The Whitsundays are regarded internationally as one of Australia’s most spectacular sailing destinations, but the tropical climate means the high swells and strong currents during the wet season makes sailing uncomfortable or even off limits to some passengers.
Asher recruited a researcher from Brisbane to model the boat’s hydrodynamics using computer-aided design software. The technology meant Asher’s team could predict performance in all conditions and finetune the design before construction,
“Each prototype cost around 18 thousand dollars, but the technology allowed us to test the boat before it hits the water.
“We didn’t get it right every time. We thought underwater foils would work, but in reality they just slowed the boat,” Mr Telford said.
“The important lesson was that we had to approach the design iteratively. We had to keep testing and keep improving until we found the perfect shape.”

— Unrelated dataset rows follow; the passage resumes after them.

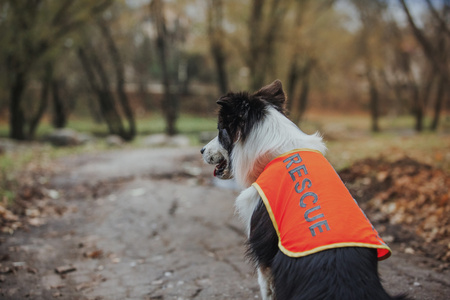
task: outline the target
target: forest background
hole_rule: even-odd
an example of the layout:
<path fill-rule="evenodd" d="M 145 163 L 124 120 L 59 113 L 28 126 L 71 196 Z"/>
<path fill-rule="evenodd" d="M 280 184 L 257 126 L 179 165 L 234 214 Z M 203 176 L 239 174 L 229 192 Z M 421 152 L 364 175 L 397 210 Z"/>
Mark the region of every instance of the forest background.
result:
<path fill-rule="evenodd" d="M 447 132 L 449 20 L 448 0 L 1 0 L 0 134 L 214 130 L 221 94 L 277 78 L 296 123 Z"/>
<path fill-rule="evenodd" d="M 72 204 L 90 210 L 120 182 L 158 180 L 163 192 L 165 178 L 207 195 L 218 183 L 199 149 L 216 134 L 216 100 L 280 79 L 288 117 L 323 135 L 379 232 L 448 271 L 449 55 L 450 0 L 0 0 L 0 246 L 69 218 Z M 160 149 L 174 145 L 193 148 Z M 177 162 L 167 178 L 148 167 L 164 160 Z M 68 175 L 96 163 L 112 167 L 109 181 Z M 0 255 L 11 290 L 29 286 L 9 272 L 14 255 Z"/>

While the design team focused on what’s happening below the water, Asher focused on the deck.
The seated row design used by other boat operators meant passengers had to be seated together. By pushing seats to the edges, Asher knew he could distribute weight evenly across the boat and give passengers some added privacy on those longer day trips.
“Couples can sit comfortably on the edge while having the space to move around the boat using the central aisle.”
“It also means passengers are now 1.5 meters a part which turned out to be a great asset for the pandemic,” Mr Telford said.
The end result was one of the fastest catamarans in the Whitsundays -- the Thunder Cat. The boat services thrill seekers and families throughout the year, regulates the company’s cash flow and gives passengers prone to seasickness the confidence to sail.
Asher took what he learnt from the Thunder Cat to build two more boats in Brisbane to meet the demand for comfortable boat adventures, which importantly now meet social distancing requirements.
His company offers short resort tours, day trips and two-night adventures catering to all travellers.